We need every available tool to combat and protect against terrorists. Terrorists (and criminals) can and do adopt the latest technologies and techniques to gain advantage over LEAs and the Intelligence Community, thus leaving U.S. citizens and our nation unacceptably vulnerable. While technology seemingly advances at the speed of light, LEAs and the IC adopt technology at the speed of law, exacerbated by the government’s glacial procurement processes. Not a match that is in the best interest of the safety and security of our nation and its citizens.

Take the Christmas 2009 plot as an example. Abdulmutallab walked onto a Northwest Airlines flight from Amsterdam bound for Detroit carrying 200 grams of PETN, one of the highest power explosives known, and attempted to detonate it over the United States. He evaded Amsterdam’s airport security because the technologies and methods in use couldn’t detect the powder sewn into his underwear. The result of that attack led to taxpayer investment of nearly $750 million and widespread use of backscatter and Advanced Imaging Technologies (AIT) that are intended to prevent similar attacks. Though we (publicly) still don’t have all the technical details, it is speculated that the latest device was enhanced to reduce the chance of detonation failure as well as avoid detection by the AIT machines, though DHS Secretary Napolitano recently stated that it was likely the system would have detected the device. Which would be true if those technologies were available at the most vulnerable locations – the last point of departure (LPD) to the United States. It is unlikely we have to worry about an underwear bomber originating here in the United States. But as we’ve seen with Richard Reid, Abdulmultallab, and this latest plot, the vulnerability to U.S.-bound flights is from foreign airports where neither AIT nor other advanced technologies are uniformly deployed. Consequently, this system of non-uniform security practices is akin to locking the front door and leaving the back door open.
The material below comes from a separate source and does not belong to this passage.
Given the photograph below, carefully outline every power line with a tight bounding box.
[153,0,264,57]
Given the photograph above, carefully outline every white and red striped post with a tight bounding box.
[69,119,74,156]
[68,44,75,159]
So what do we do now? AQAP’s chief bomb maker Ibrahim al-Asiri will continue to innovate ways to quickly thwart our security efforts. He will do this as we build our budgets, as we justify spending to Congress, as we work through requirements generation, procurement cycles, contractual award protests, and other bureaucratic hoops in hopes of being able to keep up with the next threat. Our intelligence and security efforts have to be 100 percent effective to prevent the next attack, and we know that is not possible under the best conditions. We don’t need to further reduce our odds of success by layering more bureaucracy on the process. We have to find a way to speed up the process to allow us to innovate – because al-Asiri won’t stick to our procurement timetables.